Слово «Газпром» появилось на официальной символике клуба всего лишь полгода назад, а в сувенирном магазине «Шальке 04» уже полно плюшевых медвежат в сине-белой форме и надписью «Газпром».

– Почем медвеженок?

– Восемь с половиной евро. А вы из России? Покупайте, это же ваш, русский медведь.

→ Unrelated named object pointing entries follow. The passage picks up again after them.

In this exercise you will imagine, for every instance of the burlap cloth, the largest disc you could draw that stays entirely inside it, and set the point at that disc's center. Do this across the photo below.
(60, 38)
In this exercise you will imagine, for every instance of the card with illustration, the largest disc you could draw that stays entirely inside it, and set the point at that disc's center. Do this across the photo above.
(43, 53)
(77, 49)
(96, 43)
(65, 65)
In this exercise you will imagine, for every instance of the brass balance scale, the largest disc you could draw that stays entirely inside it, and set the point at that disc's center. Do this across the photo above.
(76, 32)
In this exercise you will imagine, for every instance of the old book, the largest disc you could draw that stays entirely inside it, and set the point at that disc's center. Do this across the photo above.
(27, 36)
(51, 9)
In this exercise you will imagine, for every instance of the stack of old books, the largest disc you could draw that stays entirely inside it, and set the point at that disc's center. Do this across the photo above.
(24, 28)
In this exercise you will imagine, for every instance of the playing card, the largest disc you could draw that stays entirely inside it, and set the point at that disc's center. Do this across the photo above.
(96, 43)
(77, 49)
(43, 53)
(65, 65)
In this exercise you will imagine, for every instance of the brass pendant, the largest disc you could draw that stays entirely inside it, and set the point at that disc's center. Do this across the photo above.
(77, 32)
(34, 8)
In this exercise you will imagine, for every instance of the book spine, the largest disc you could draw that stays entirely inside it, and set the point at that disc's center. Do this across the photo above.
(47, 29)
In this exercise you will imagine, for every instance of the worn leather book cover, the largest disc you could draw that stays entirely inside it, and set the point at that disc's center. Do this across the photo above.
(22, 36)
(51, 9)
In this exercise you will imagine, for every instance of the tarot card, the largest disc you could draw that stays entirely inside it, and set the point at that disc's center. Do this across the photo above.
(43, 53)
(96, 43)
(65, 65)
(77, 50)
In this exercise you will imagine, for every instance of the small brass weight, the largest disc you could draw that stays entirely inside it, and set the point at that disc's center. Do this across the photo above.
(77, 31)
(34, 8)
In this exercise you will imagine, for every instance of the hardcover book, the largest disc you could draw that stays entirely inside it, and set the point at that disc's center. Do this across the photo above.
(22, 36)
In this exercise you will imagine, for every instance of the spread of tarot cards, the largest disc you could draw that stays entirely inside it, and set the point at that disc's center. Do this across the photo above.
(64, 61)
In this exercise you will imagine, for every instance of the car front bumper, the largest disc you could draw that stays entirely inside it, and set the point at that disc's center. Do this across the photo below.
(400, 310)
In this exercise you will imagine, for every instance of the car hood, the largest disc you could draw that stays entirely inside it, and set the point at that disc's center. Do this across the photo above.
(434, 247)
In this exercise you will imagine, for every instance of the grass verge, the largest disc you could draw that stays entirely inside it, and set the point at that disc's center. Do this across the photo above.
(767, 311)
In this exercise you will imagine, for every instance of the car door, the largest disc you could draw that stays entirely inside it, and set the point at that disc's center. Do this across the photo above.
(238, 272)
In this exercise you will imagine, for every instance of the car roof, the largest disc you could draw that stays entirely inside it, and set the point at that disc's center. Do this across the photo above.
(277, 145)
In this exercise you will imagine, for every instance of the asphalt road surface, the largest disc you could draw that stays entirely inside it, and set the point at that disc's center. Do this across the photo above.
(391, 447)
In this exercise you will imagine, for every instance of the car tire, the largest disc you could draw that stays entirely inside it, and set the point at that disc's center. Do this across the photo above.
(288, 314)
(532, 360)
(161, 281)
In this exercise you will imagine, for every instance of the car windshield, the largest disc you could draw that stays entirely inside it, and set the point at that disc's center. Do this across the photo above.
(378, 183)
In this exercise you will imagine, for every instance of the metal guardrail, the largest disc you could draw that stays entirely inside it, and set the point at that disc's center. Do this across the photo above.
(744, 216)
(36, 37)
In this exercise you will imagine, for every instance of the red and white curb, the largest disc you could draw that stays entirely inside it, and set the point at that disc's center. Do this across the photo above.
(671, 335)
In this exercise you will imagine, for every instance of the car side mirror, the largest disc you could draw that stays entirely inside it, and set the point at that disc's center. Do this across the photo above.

Оказывается, в Европе вполне могут любить русских медведей. Если они плюшевые.

Глава 11

Страна Газпром

Гражданское чувство

Девочка играет во дворе с обручем. Это телевизионная реклама. Неизвестно, зачем газовому монополисту рекламировать себя среди потребителей, которые отчаянно нуждаются в его газе и будут покупать этот газ по любой цене. Однако же Газпром рекламирует себя. Возможно, телевизионная реклама – это просто законный способ передать деньги Газпрома принадлежащим ему средствам массовой информации. Но, может быть, и больше. Кадр сменяется, девочка, игравшая с обручем во дворе, выступает уже с обручем на профессиональном гимнастическом помосте. И газ бежит по трубам, и синим цветком зажигается огонек в газовой горелке. И как-то в сознании телезрителя должно связаться то, что газ летит по трубам, с тем, чтобы никому не нужная одинокая девочка во дворе стала чемпионкой по гимнастике. «Все у нас получится», – говорит голос за кадром. Непонятно, у кого получится и что. Но голос такой уверенный, такой мягкий, такой спокойный, что хочется верить, будто получится все и у всех: у девочек – стать гимнастками, у Газпрома – повысить капитализацию до пятисот миллиардов, у акционеров Газпрома – получить хорошие дивиденды, у России – стать, наконец, счастливой страной благодаря Газпрому. У нас, у всех, получится. Сбудутся все мечты. Потому что газ летит по трубам. Потому что компания Газпром контролирует его. Просто поверьте. Надо полагать, в России людей, почитающих газ божеством, больше, чем верящих в Бога. Надо думать, к руководителям Газпрома подавляющее большинство людей относятся не просто как к менеджерам, управляющим огромными финансовыми потоками, а скорее как к жрецам, камлающим неведомому, невидимому, могущественному, но и человеколюбивому божеству. Потому что девочка… огонек горелки… все получится – чудо!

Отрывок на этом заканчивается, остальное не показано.